In 1781 Barclay’s father became joint owner of Thrale’s brewery in Southwark, the purchase of which, according to Samuel Johnson, conferred ‘the potentiality of becoming rich beyond the dreams of avarice’.
Penryn was to prove a troublesome berth for Barclay. A petition alleging bribery and corruption was lodged against the return of his colleague William Manning, a fellow director of the Bank who also shared an interest in the Australian Agricultural Company. As the borough had already come under parliamentary scrutiny on two occasions for similar malpractice, a bill of disfranchisement was brought forward with the blessing of Canning’s ministry. Barclay opposed it in his maiden speech, 8 May 1827, when he absolutely denied any wrongdoing on his own part and protested the innocence of most of the electors. On 18 May he expressed his conviction that the borough had ‘been undergoing a gradual change for the better’ since the first parliamentary inquiry in 1807, a point he endeavoured to illustrate in a question to a witness before the committee. He divided against Lord John Russell’s amendment to transfer Penryn’s seats to Manchester, 28 May, after complaining that enthusiasm for this proposal had led to the conviction of the borough on ‘hearsay evidence’, when there existed ‘a hundred others infinitely more corrupt’. The Whig Lord Milton acknowledged that Penryn had been ‘well defended by its present Member’. Barclay again described its exceptional treatment as rank hypocrisy, 7 June 1827, when he was a minority teller against the third reading of the disfranchisement bill. On its revival next session, he claimed that the original petition had been no more than a device to extort money from Manning and observed that the transfer of Grampound’s seats to Yorkshire had simply subjected two more to aristocratic control, 14 Mar. 1828. Yet he had supported the disfranchisement of East Retford in the belief that ‘the evidence was sufficient, if uncontradicted, to justify the measure’, 11 June 1827. He divided against extending its franchise to Bassetlaw freeholders, 21 Mar., the disqualification of named voters, 24 June, and the recommittal of the disfranchisement bill, 27 June 1828. Instead, he voted for the transfer of its seats to Birmingham, 5 May 1829, 11 Feb. 1830.
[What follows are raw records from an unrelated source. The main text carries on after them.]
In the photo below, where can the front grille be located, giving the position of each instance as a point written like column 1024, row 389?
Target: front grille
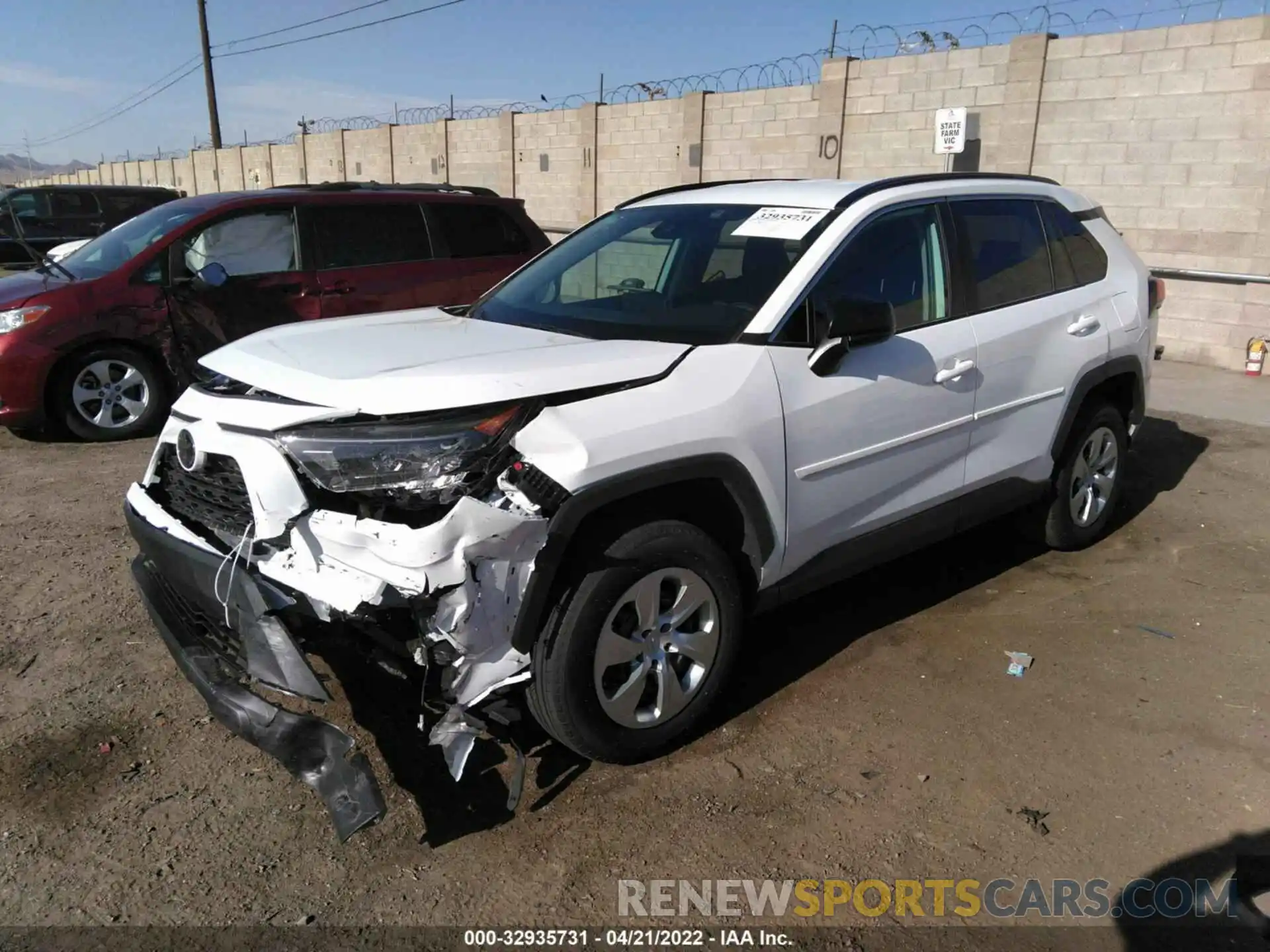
column 215, row 496
column 211, row 633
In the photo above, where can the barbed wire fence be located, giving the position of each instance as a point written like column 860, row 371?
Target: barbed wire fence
column 1060, row 18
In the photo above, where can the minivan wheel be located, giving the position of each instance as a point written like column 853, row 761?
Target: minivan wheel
column 110, row 393
column 1090, row 477
column 638, row 651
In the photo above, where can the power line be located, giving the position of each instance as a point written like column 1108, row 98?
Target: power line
column 298, row 26
column 121, row 112
column 337, row 32
column 75, row 126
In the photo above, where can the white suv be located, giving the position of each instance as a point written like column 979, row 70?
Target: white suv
column 701, row 404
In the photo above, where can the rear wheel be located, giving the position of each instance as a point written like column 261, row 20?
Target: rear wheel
column 1090, row 476
column 110, row 393
column 640, row 648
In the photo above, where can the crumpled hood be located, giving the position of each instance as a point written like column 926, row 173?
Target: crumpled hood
column 429, row 360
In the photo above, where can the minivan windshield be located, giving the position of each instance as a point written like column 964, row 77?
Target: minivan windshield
column 120, row 245
column 680, row 273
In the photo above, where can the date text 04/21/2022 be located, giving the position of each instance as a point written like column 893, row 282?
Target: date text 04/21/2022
column 624, row 938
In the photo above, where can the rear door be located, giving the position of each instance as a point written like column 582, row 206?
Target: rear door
column 483, row 241
column 372, row 257
column 1039, row 331
column 269, row 284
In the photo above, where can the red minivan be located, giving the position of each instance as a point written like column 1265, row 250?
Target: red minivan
column 103, row 340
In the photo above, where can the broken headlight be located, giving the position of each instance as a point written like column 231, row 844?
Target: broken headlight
column 426, row 457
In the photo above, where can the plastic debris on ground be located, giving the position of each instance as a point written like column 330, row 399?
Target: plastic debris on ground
column 1019, row 663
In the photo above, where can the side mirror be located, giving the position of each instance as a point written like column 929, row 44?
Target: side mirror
column 851, row 324
column 211, row 276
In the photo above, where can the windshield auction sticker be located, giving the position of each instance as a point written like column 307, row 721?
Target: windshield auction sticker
column 788, row 223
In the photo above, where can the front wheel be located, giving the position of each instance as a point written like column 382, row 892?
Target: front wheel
column 110, row 393
column 1090, row 476
column 640, row 648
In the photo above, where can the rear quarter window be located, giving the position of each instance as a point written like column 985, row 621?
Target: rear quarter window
column 1005, row 248
column 474, row 230
column 1079, row 258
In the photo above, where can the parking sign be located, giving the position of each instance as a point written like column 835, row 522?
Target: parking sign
column 951, row 131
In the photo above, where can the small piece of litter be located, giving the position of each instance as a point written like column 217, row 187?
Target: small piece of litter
column 1019, row 663
column 1034, row 819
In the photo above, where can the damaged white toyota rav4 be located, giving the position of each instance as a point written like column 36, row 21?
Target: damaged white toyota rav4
column 705, row 403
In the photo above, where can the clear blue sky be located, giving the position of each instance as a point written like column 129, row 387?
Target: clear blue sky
column 66, row 61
Barclay’s general politics are difficult to categorize. Unlike his brother, he divided for Catholic relief, 6 Mar. 1827. He voted for repeal of the Test Acts, 26 Feb., and paired for Catholic relief, 12 May 1828. He spoke in favour of an overhaul of London policing, 28 Feb., suggesting that reference should be made to a select committee report of 1817. He quoted with evident distaste the opinion of one law officer in favour of public executions as a deterrent to criminals, and for his own part favoured the wider use of informants. He divided against the duke of Wellington’s ministry for a 60s. rather than 64s. pivot price to regulate corn imports, 22 Apr. He presented a Penryn anti-slavery petition, 30 May 1828. In February 1829 Planta, the patronage secretary, predicted that he would side ‘with government’ for Catholic emancipation, and he voted accordingly, 6, 30 May. He suggested that the signatories to a hostile petition from Penryn were prey to groundless fears about the recovery of monastic land, 24 Mar. 1829. He divided against Lord Blandford’s parliamentary reform plan, 18 Feb., and the enfranchisement of Birmingham, Leeds and Manchester, 23 Feb. 1830. He voted in the minority for Harvey’s motion to prevent Members from voting on bills in which they had a personal stake, 26 Feb. He divided against ministers to omit the Bathurst and Dundas pensions from the civil list, 26 Mar., but with them on the grant to South American missions, 7 June. He voted for Jewish emancipation, 5 Apr., 17 May, and abolition of the death penalty for forgery, 24 May, 7 June. He was in the minority to prohibit consumption on the premises in beer shops, 21 June 1830. He retired at the dissolution that summer.
Following his father’s death in October 1830 Barclay received a one-eighth share in the family brewery, a legacy of £15,000 and a share in the residue of the personal estate, which was sworn under £160,000.